A CARA DESLAVADA

– para a Rosiane Terzi, estudiosa de Poesia, residente em Corumbá/MS.

“SEISCENTOS E SESSENTA E SEIS

A vida é uns deveres que nós trouxemos para fazer em casa.

Quando se vê, já são 6 horas: há tempo...

Quando se vê, já é 6ª feira...

Quando se vê, passaram 60 anos...

Agora, é tarde demais para ser reprovado...

E se me dessem – um dia – uma outra oportunidade,

eu nem olhava o relógio.

seguia sempre, sempre em frente ...

E iria jogando pelo caminho a casca dourada e inútil das horas.

Mario Quintana (In: Esconderijo do tempo)”.

Esse "Seiscentos e sessenta e seis" é um típico exemplar de prosa poética e não especificamente poesia, a teor dos cânones tradicionais.
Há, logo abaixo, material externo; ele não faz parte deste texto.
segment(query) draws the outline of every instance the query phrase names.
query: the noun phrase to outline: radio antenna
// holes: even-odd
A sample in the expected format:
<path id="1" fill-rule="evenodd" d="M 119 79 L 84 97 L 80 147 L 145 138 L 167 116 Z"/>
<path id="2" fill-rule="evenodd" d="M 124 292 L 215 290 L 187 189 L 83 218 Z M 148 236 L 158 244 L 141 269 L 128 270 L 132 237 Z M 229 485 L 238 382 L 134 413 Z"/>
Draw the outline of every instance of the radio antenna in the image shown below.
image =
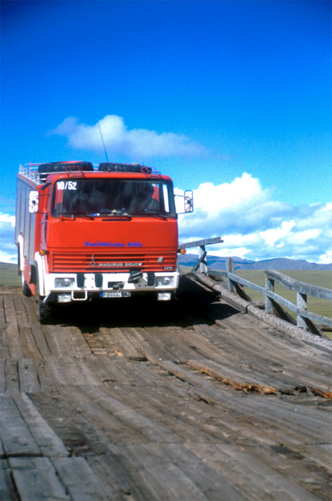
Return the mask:
<path id="1" fill-rule="evenodd" d="M 99 126 L 99 131 L 100 132 L 100 136 L 102 137 L 102 146 L 104 146 L 104 151 L 105 152 L 106 160 L 108 163 L 107 152 L 106 151 L 105 143 L 104 143 L 104 138 L 102 137 L 102 129 L 100 128 L 100 124 L 99 123 L 99 120 L 98 120 L 98 126 Z"/>

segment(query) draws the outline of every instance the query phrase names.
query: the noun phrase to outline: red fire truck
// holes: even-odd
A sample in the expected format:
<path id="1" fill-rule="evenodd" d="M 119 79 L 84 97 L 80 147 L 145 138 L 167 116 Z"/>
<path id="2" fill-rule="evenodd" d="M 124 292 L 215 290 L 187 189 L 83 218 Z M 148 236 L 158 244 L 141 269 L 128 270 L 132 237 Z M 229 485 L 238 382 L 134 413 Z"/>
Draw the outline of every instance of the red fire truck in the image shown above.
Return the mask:
<path id="1" fill-rule="evenodd" d="M 184 211 L 192 211 L 186 191 Z M 54 162 L 20 166 L 16 242 L 23 292 L 39 319 L 54 306 L 149 293 L 179 283 L 172 182 L 139 165 Z"/>

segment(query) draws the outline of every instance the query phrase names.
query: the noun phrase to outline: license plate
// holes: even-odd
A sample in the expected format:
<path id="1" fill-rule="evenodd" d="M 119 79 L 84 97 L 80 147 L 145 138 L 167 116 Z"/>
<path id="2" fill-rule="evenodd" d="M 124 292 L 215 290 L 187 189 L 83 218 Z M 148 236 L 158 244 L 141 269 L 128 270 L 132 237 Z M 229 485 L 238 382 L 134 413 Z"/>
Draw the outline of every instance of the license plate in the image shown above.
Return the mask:
<path id="1" fill-rule="evenodd" d="M 101 297 L 130 297 L 131 295 L 129 290 L 105 290 L 100 293 Z"/>

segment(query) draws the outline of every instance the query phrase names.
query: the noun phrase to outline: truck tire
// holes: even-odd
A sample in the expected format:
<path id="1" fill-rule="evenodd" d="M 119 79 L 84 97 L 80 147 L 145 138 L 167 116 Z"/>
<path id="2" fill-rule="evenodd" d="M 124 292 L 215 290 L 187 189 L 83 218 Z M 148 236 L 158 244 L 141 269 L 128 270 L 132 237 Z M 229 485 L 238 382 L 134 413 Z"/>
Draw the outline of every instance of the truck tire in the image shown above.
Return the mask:
<path id="1" fill-rule="evenodd" d="M 48 323 L 49 318 L 53 313 L 53 307 L 49 305 L 45 304 L 43 300 L 44 297 L 38 294 L 37 316 L 40 324 L 42 324 L 42 325 Z"/>
<path id="2" fill-rule="evenodd" d="M 27 297 L 30 297 L 30 296 L 32 295 L 32 293 L 31 292 L 29 285 L 26 283 L 25 280 L 23 278 L 23 276 L 22 275 L 22 292 L 23 293 L 23 295 L 26 296 Z"/>
<path id="3" fill-rule="evenodd" d="M 17 274 L 18 276 L 22 275 L 22 270 L 20 269 L 20 246 L 17 246 Z"/>
<path id="4" fill-rule="evenodd" d="M 38 269 L 36 264 L 36 294 L 37 294 L 37 317 L 40 324 L 44 325 L 48 323 L 49 317 L 53 313 L 54 308 L 50 305 L 44 302 L 45 296 L 41 296 L 39 292 Z"/>

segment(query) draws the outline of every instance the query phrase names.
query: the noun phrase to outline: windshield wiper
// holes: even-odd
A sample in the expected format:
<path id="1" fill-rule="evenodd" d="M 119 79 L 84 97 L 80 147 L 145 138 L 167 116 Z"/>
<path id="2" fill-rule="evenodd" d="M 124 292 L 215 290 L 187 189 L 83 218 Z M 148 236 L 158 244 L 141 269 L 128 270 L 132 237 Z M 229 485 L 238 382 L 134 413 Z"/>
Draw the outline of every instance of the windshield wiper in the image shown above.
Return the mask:
<path id="1" fill-rule="evenodd" d="M 94 219 L 92 214 L 85 214 L 84 212 L 62 212 L 60 217 L 66 216 L 69 219 L 76 219 L 76 218 L 86 218 L 86 219 Z"/>
<path id="2" fill-rule="evenodd" d="M 167 216 L 164 214 L 160 214 L 160 212 L 153 210 L 146 210 L 146 211 L 135 211 L 133 213 L 133 216 L 150 216 L 153 218 L 162 218 L 162 219 L 167 219 Z"/>
<path id="3" fill-rule="evenodd" d="M 99 216 L 106 216 L 111 218 L 125 218 L 126 219 L 131 219 L 131 216 L 126 212 L 126 211 L 100 211 Z M 110 221 L 111 219 L 102 219 L 103 221 Z"/>

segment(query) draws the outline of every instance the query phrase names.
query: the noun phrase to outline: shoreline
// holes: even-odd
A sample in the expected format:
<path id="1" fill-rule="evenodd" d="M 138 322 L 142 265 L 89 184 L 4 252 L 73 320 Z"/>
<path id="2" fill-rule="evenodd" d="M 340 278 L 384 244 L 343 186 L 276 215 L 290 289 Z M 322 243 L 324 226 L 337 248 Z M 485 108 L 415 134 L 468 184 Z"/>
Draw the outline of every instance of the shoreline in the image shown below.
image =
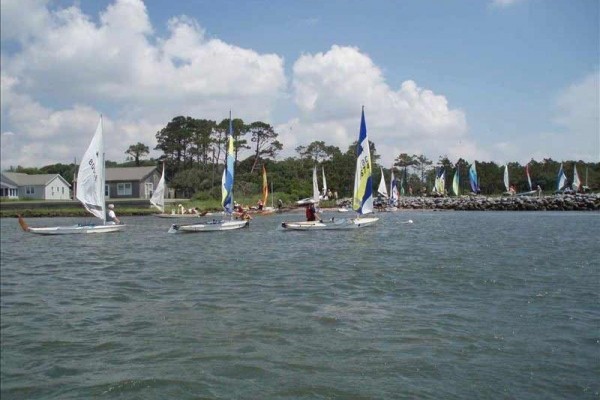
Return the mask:
<path id="1" fill-rule="evenodd" d="M 8 207 L 6 207 L 8 205 Z M 285 207 L 284 212 L 300 212 L 304 207 Z M 337 212 L 337 207 L 323 207 L 321 211 Z M 401 197 L 398 211 L 600 211 L 600 194 L 568 194 L 553 196 L 460 196 L 460 197 Z M 207 210 L 214 211 L 214 210 Z M 375 212 L 378 212 L 375 210 Z M 157 211 L 148 206 L 123 205 L 118 216 L 153 215 Z M 57 207 L 56 204 L 0 203 L 0 218 L 86 217 L 83 207 Z M 267 215 L 276 215 L 278 212 Z"/>

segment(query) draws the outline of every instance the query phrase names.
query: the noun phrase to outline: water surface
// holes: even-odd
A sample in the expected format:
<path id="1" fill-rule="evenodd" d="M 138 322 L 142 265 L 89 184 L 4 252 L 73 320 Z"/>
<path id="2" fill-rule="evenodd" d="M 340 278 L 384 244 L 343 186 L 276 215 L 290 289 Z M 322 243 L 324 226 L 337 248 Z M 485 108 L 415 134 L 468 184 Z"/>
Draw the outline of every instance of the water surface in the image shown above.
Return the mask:
<path id="1" fill-rule="evenodd" d="M 1 397 L 599 397 L 599 213 L 379 216 L 55 237 L 2 219 Z"/>

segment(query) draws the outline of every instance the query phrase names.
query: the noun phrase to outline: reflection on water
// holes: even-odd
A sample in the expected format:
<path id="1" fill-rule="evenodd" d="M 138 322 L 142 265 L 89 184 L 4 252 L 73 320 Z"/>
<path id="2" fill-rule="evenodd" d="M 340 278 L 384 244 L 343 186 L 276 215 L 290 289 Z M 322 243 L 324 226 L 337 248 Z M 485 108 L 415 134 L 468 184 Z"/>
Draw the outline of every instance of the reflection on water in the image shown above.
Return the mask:
<path id="1" fill-rule="evenodd" d="M 379 216 L 3 219 L 2 398 L 598 397 L 598 213 Z"/>

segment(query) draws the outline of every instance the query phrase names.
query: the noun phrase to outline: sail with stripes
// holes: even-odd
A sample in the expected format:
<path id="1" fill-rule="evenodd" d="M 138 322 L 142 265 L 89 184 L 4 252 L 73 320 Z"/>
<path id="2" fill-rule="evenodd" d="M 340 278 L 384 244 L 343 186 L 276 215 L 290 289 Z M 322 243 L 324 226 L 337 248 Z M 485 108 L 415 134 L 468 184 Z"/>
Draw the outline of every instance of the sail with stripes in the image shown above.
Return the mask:
<path id="1" fill-rule="evenodd" d="M 567 183 L 567 175 L 565 174 L 565 171 L 562 168 L 562 163 L 560 163 L 560 169 L 558 170 L 556 190 L 562 190 L 562 188 L 565 187 L 566 183 Z"/>
<path id="2" fill-rule="evenodd" d="M 452 179 L 452 191 L 455 196 L 459 196 L 459 169 L 458 164 L 456 164 L 456 171 L 454 172 L 454 179 Z"/>
<path id="3" fill-rule="evenodd" d="M 262 198 L 262 202 L 263 205 L 266 207 L 267 206 L 267 199 L 269 198 L 269 183 L 267 182 L 267 170 L 265 169 L 265 166 L 263 165 L 263 198 Z"/>
<path id="4" fill-rule="evenodd" d="M 377 193 L 379 193 L 381 196 L 383 196 L 387 199 L 388 193 L 387 193 L 387 186 L 385 183 L 385 176 L 383 175 L 383 167 L 380 167 L 380 169 L 381 169 L 381 180 L 379 181 L 379 187 L 377 188 Z"/>
<path id="5" fill-rule="evenodd" d="M 165 212 L 165 163 L 163 162 L 163 173 L 156 185 L 156 189 L 150 198 L 150 204 L 158 208 L 160 212 Z"/>
<path id="6" fill-rule="evenodd" d="M 475 166 L 475 161 L 471 164 L 469 168 L 469 183 L 471 184 L 471 191 L 473 193 L 479 193 L 479 182 L 477 180 L 477 167 Z"/>
<path id="7" fill-rule="evenodd" d="M 368 214 L 373 212 L 373 170 L 371 167 L 371 151 L 367 137 L 364 107 L 360 118 L 356 155 L 352 209 L 358 214 Z"/>
<path id="8" fill-rule="evenodd" d="M 235 153 L 233 148 L 233 125 L 231 112 L 229 112 L 229 133 L 227 134 L 227 155 L 223 178 L 221 179 L 221 204 L 226 213 L 233 212 L 233 177 L 234 177 Z"/>
<path id="9" fill-rule="evenodd" d="M 106 223 L 104 202 L 104 137 L 102 116 L 77 172 L 77 200 L 88 212 Z"/>
<path id="10" fill-rule="evenodd" d="M 573 164 L 573 184 L 571 188 L 575 192 L 579 192 L 579 188 L 581 187 L 581 180 L 579 179 L 579 174 L 577 173 L 577 165 Z"/>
Mario Quintana foi soberbo e ousado ao dar dignidade poética à prosa eivada de figuras de linguagem, seguindo a trilha aberta por Artur Rimbaud, Georg Trakl, Charles Baudelaire e alguns poucos, que a haviam instituído em oposição à modorra dos versos rimados, que até então vigiam consagrados e absolutos. Utilizando-se do andamento rítmico e plástico do verso desapegado ao tradicional, o poema em prosa tem a cara deslavada da modernidade, par a par com os seus desengonçados trejeitos. Os versos têm a cara dourada da “laranja mecânica”, o jeito descolado, irreverente, da juventude. Mario morreu absolutamente jovem, aos quase 88 anos...

– Do livro DICAS SOBRE POESIA, 2009/11.